Two young parties – Podemos and Ciudadanos – made their debut in the balloting, but with 97.65 percent of the votes counted, the PSOE won 47 of the 109 seats in the regional legislature, while the center-right Popular Party, which governs Spain at the national level, won 33 districts, the leftist Podemos 15, the liberal centrist Ciudadanos 9 and the leftist Izquierda Unida 5.
The importance of the vote is based on the fact that it is the first Spanish election in a year in which Spaniards will go to the polls in May to choose officials in 8,000 cities and 13 regions and will renew the national Parliament in November.

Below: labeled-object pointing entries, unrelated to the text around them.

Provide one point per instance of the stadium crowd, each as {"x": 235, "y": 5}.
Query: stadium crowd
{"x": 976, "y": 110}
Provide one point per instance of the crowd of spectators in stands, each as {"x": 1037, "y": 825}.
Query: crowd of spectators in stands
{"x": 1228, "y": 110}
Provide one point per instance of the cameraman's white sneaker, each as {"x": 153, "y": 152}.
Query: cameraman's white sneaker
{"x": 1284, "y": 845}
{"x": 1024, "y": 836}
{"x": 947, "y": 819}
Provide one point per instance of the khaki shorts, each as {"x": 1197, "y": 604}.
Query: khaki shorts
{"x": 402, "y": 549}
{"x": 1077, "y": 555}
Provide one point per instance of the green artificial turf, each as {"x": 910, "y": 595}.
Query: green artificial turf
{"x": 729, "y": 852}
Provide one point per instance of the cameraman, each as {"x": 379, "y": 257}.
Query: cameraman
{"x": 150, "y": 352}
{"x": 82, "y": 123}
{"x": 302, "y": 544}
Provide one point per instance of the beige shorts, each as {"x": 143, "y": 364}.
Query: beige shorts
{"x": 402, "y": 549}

With a population of 8.3 million, Andalusia – Spain’s largest region – has been governed by the Socialists for the past three decades and the results on Sunday confirm their continued dominance, albeit with a somewhat different configuration because more parties are now present in the regional parliament and the PSOE will need to forge political alliances – which, in all likelihood, will be rather problematic – to achieve a governing majority.
The appearance of Podemos and Ciudadanos – which are calling for democratic renewal – on the Spanish political scene have drawn votes from the two large parties, the PP and the PSOE, which have alternated in power at the national level for more than three decades.
Both large parties, however, have been hurt at the polls by assorted corruption scandals and for their handling of Spain’s economic crisis, which are the two issues that are of greatest concern to Spaniards, according to recent opinion surveys.
Nearly 6.5 million voters were eligible to cast ballots in the Andalusian regional elections, and the polls were scheduled to close at 8:00 p.m.
Public opinion surveys ahead of the vote showed the Socialists winning, but without an absolute majority, forcing party leaders to hammer out pacts to govern.
Pre-election poll results also indicated that Spain’s traditional two-party system would be broken by the emergence of Podemos and Ciudadanos, with the four parties separated by only a few percentage points in voter surveys.